Tout a changé, tout change, y compris le voyage

 

    La maison de famille où cousins, cousines se retrouvaient pendant un long temps de vacances, est transformée en lots. L’indivision, au bout de trois générations, n’est plus supportable et fait des ravages dans les résidences devenues secondaires.

    Les voyages, réservés à l’élite au 19e siècle, se sont démocratisés grâce aux congés payés en 1936 et aux charters en 1970. Puis les documentaires, puis les reportages photos, puis la télévision, puis internet, non seulement démystifient totalement les voyages et leurs destinations mais encore les dépeignent comme des paradis et, ce faisant, gomment la peur de partir.

    Alors est apparu le tourisme de masse : une industrie qui tue son propre objet. Prenez une plage idyllique, n’importe où, dans l’archipel du Kiribati par exemple, mettez y un complexe hôtelier, un aéroport de taille, pour remplir les hôtels, transformez les indigènes en larbins et le tour est joué : c’est l’enfer. Tout le monde ou presque, je parle d’avant la crise, peut « faire » un pays, jusqu’au vieilles veuves qui se lancent sur les routes, et des retraités qui alimentent confortablement les voyages organisés

    Mais la grande nouveauté, la belle nouveauté et malgré tout il y en a une, c’est que maintenant, la peur de partir gommée par les médias, les enfants, du berceau jusqu’à l’âge du chômage, partent loin avec leurs parents et/ou leur grands parents. Avec les grands parents ce sont des voyages de découverte qui peuvent être lointains mais qui sont courts.

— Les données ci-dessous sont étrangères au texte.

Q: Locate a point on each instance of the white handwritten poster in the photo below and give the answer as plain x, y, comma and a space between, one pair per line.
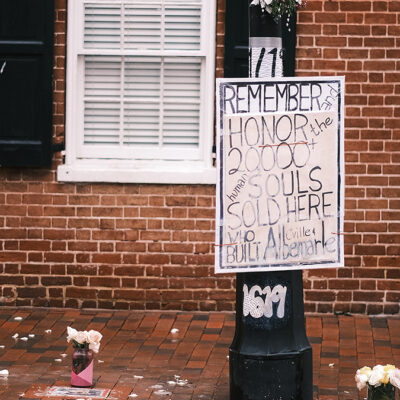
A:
280, 160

Avec les parents cela va jusqu’au changement de vie pendant une ou plusieurs années sabbatiques le plus souvent en camping car ou en bateau.

    Les enfants n’ont pas de préjugés.Ils n’ont pas encore appris les différences de classe, le racisme et ils aiment les autres enfants comme une autre image d’eux même. Il n’y a pas de meilleur alibi que les enfants pour communiquer ce qui est le but même du vrai voyage. Il n’y a pas de meilleur outil que le voyage pour la communication familiale, car on s’observe à la loupe. les parents s’aperçoivent de leur propre fragilité les enfants se responsabilisent très vite.

    A voyager en famille les enfants apprennent par eux même à distinguer l’essentiel de l’accessoire et à s’adapter à tout. Le conformisme, l’engrenage des « marques » disparaissent. Ils désapprennent la télévision et goûtent la lecture dans les temps morts de la pérégrination.

    Les guides « voyager avec vos enfants » sont apparus ainsi que les guides destinés aux enfants ce qui prouve que la tendance est là.

    Voyager avec sa famille c’est être à l’école de la vie, en travaux pratiques permanentsn et point n’est besoin d’aller au bout de la terre, on peut découvrir la France par région, à pied ou à dos d’âne, donc le voyage n’est pas mort df vive le voyage !

    Enfants, poussez vos parents à l’aventure !

(novembre 2011)

 

Au terme de dix années de voyages sur tous les continents, Catherine Domain, petite-fille d’un grand-père navigateur au long cours et d’un autre libraire en Périgord, ouvre en 1971 la première librairie au monde spécialisée dans les voyages. Désormais installée au 26 rue Saint Louis en l’Île à Paris, la Librairie Ulysse – dont la marraine est Ella Maillard et le parrain Hugo Pratt – propose plus de 20 000 livres neufs et anciens, des revues et des cartes sur tous les pays et pour tous les voyages. Catherine Domain est membre du Club des explorateurs et du Club international des grands voyageurs. Elle a fondé le Cargo Club pour les passionnés de mer ainsi que le Club Ulysse des petites îles du monde. En 2007, elle fonde le Prix Pierre Loti qui récompense un récit de voyage paru dans l’année, Attention : pour rencontrer Catherine Domain entre juin et septembre, il faudra aller jusqu’à Hendaye (Pyrénées-Atlantiques) où, dans un ancien casino de style mauresque, elle tient librairie d’été. Merci à elle pour nous avoir confié ce texte, en écho à Littérature du grand large : aventures et voyages, numéro 3 juste paru des Cahiers du CRILJ.